Hay una dinámica clara, prueba de que los extremos se acercan: aunque suene políticamente incorrecto, la ecuación es exacta, y se traduce en que a más ERC frente a “Waterloo” (término que engloba la posición política frentista que representa la huida hacia adelante de Puigdemont, convertido en guardián del patriotismo de las demás fuerzas soberanistas, incluyendo a quienes sufren injusta prisión y no pueden, además, tener el mismo protagonismo al no poder ejercer acción política a pie de calle) menos pujanza política de Ciudadanos y de PP. Y a más “Waterloo”, más fortaleza y protagonismo adquieren Ciudadanos y PP.
Puigdemont juega a tensar la cuerda, elimina sin rubor alguno y uno tras otros a todo compañero de viaje que a su juicio «flojee» en su estrategia de escalada de tensión y exige a Sánchez un acuerdo sobre unas bases que son inmaterializables, pero lo emplea a sabiendas y como herramienta para lograr obtener ventaja política en perjuicio de ERC. Lo que subyace es el interés de Puigdemont por ser hegemónico en el campo soberanista, consciente (pero parece darle igual) de que ello plantea un serio problema de división entre los propios catalanes, de legalidad y de confrontación con el Estado.
Quizás alguien esté pensando en que un escenario posible (y deseable) es una Euskadi catalanizada, pensando que para el Estado español las cosas se pueden complicar muchísimo (en beneficio de quien así piensa) si en vez de un problema tienen dos. Se equivoca, claro, pero es lo que pasa cuando se alimenta la idea de que el paraíso está, efectivamente, a la vuelta de la esquina y no hay otros problemas que resolver.
Si algo caracteriza a los complejos problemas de nuestro tiempo es que no hay soluciones perfectas. Por ello debe implantarse una hasta ahora ausente política anclada en el diálogo. Negociar y llegar a acuerdos es algo tan tangible como valioso. Sentarse a negociar supone dialogar, conlleva el reconocimiento del otro, implica tratar de comprender sus argumentos, supone confrontar los intereses en presencia.
Negociar supone además, y al margen del resultado final, un acto de respeto. Implica, además, asumir que nada en la vida debería ser unilateral. Por eso la concordia, desde los principios de la historia, sólo es posible cuando las partes aceptan convivir bajo acuerdos con los que todos los involucrados tienen un nivel, -aunque sea mínimo- de aceptación. Nadie ostenta la verdad ni la razón absoluta. Tenemos que hacer un gran esfuerzo para que la concordia y el sentido común vuelvan a presidir el ejercicio de la política.

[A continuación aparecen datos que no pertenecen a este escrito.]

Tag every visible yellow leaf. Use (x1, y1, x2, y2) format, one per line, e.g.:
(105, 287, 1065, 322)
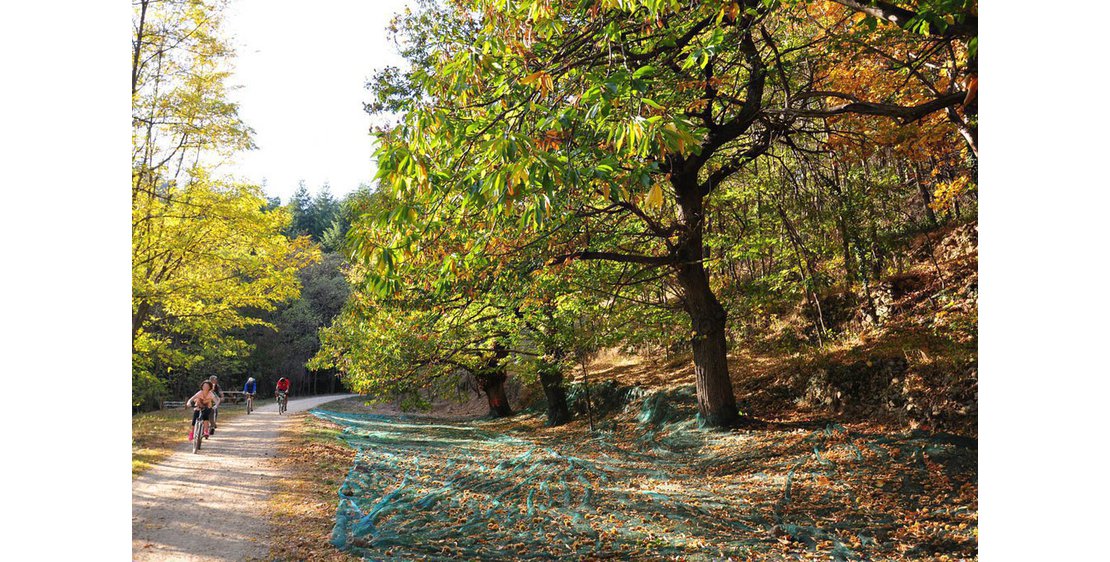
(646, 183, 663, 209)
(522, 71, 554, 95)
(521, 71, 545, 86)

Esto vale especialmente para una sociedad como la catalana que se caracteriza por una fuerte personalidad y, al mismo tiempo, por un intenso pluralismo interno en cuanto a sensibilidades políticas, territorialidad e identificaciones. El respeto a la voluntad de la ciudadanía podría convertirse en una fórmula útil para orientar las decisiones políticas que necesita Cataluña.
¿Ha habido realmente movimientos políticos que hayan intentado encauzar una solución dialogada a este problema, ahora jurídico, pero de origen y base política?. Si verdaderamente se lograra un gran apoyo social a la reivindicación de independencia, si eso es lo que realmente deseara una gran mayoría social clara en Cataluña no habrá norma jurídica que impida la materialización o conclusión fáctica del proceso de independencia. Aquí radica el verdadero reto, en lograr ese gran apoyo social que consolide el proyecto independentista.